Les cadres, eux non plus, n’ont pas tenu leur rang. Griedge Mbock, Élisa De Almeida et d’autres joueuses expérimentées ont traversé cette campagne européenne avec difficulté, incapables d’imposer un véritable leadership dans les moments clés. Une seule joueuse a réellement surnagé : Sakina Karchaoui. Capitaine exemplaire, elle a assumé ses responsabilités sur et en dehors du terrain. Symbole fort, la joueuse la plus régulière à ses côtés aura été… Anaïs Ebayilin, 17 ans.
Un signe révélateur de la politique actuelle du club, désormais davantage tournée vers la formation que vers la performance immédiate. Une orientation respectable, mais qui pose une question centrale : quel est aujourd’hui le projet réel du PSG Féminin ?

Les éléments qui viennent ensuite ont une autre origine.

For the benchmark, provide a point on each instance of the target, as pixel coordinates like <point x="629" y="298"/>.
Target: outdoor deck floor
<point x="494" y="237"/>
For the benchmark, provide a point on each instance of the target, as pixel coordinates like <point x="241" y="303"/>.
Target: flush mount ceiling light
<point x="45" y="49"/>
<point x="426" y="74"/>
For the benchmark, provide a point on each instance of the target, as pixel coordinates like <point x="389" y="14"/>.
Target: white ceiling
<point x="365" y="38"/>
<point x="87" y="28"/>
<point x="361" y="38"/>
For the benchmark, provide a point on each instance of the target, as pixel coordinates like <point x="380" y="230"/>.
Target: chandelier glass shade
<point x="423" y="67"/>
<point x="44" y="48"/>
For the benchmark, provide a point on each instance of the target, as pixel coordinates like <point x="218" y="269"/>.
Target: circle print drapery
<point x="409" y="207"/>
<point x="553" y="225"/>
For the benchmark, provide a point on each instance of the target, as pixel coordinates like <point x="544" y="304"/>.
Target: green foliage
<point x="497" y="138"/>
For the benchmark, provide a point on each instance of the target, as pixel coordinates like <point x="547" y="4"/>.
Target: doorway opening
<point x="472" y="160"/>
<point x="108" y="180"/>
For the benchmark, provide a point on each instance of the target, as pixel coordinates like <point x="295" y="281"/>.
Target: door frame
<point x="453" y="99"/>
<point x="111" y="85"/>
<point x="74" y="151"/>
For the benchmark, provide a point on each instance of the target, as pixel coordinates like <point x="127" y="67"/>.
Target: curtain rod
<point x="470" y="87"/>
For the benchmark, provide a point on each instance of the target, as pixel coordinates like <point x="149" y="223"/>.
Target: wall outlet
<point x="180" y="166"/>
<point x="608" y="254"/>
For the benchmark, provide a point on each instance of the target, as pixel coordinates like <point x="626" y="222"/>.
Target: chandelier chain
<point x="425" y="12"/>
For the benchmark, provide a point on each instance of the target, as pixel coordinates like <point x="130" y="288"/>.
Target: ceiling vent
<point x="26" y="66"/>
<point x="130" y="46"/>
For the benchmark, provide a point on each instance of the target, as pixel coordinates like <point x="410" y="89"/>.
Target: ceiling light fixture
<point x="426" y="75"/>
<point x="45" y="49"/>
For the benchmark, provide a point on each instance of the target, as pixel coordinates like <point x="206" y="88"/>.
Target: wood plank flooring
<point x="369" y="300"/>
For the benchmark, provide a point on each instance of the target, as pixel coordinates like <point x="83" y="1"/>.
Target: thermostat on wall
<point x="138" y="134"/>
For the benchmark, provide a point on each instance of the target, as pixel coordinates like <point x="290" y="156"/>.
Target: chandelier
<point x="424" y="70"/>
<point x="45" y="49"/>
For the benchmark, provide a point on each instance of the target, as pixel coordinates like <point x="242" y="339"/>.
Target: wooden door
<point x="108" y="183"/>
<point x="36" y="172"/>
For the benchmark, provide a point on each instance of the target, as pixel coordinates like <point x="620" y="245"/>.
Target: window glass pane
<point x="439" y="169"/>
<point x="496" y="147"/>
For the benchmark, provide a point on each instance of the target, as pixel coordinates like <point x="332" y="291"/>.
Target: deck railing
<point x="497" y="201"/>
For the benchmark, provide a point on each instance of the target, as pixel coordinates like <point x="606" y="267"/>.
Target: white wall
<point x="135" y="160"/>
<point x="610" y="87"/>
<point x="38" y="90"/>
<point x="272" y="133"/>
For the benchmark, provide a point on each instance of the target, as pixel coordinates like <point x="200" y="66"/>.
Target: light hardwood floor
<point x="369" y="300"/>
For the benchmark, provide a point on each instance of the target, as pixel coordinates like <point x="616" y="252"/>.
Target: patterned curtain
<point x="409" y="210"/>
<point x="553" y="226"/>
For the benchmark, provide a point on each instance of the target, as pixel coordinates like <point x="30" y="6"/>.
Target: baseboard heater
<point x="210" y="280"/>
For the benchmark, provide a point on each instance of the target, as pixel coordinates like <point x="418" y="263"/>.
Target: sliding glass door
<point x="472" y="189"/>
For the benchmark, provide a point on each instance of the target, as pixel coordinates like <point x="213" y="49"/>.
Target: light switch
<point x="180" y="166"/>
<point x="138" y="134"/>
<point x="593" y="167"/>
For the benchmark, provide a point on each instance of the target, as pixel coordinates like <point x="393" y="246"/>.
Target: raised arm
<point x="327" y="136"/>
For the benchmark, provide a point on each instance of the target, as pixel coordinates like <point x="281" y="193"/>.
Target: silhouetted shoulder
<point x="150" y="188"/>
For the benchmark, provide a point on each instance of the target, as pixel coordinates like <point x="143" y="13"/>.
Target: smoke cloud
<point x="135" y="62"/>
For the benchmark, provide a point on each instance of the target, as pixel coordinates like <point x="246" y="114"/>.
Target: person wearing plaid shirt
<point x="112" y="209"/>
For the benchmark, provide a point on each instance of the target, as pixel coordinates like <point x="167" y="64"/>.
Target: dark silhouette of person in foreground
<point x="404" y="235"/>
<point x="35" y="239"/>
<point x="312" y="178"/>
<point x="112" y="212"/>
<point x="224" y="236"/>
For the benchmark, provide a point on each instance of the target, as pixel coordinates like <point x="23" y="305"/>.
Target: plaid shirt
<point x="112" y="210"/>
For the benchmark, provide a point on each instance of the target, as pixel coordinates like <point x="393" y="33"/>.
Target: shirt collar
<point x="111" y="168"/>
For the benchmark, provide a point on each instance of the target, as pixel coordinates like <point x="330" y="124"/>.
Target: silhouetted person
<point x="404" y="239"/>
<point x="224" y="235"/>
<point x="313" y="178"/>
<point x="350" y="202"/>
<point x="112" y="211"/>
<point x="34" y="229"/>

Le statut du PSG impose des exigences, notamment en Europe.
La lucidité de Sakina Karchaoui, en zone mixte, au micro d’instinct foot, résume parfaitement la situation :
« C’est dur à encaisser. On est dernières au classement. Il faut être réalistes et lucides, et continuer à travailler. Oui, on est une équipe en reconstruction, mais on ne peut pas toujours se cacher derrière ça. »
Dans ce contexte pesant, Paulo César continue de protéger son groupe. Le technicien, lui aussi novice à ce niveau, apprend, expérimente et progresse. Il a pour lui une qualité précieuse : l’humain. Son message sur son instagram publié après l’élimination, empreint de sincérité, en témoigne :
« On ne tourne pas la page pour l’oublier.
On la tourne pour écrire la suite.
Et la suite, elle nous appartient. »
Un message fort, porteur d’espoir, pour des supporters aujourd’hui meurtris.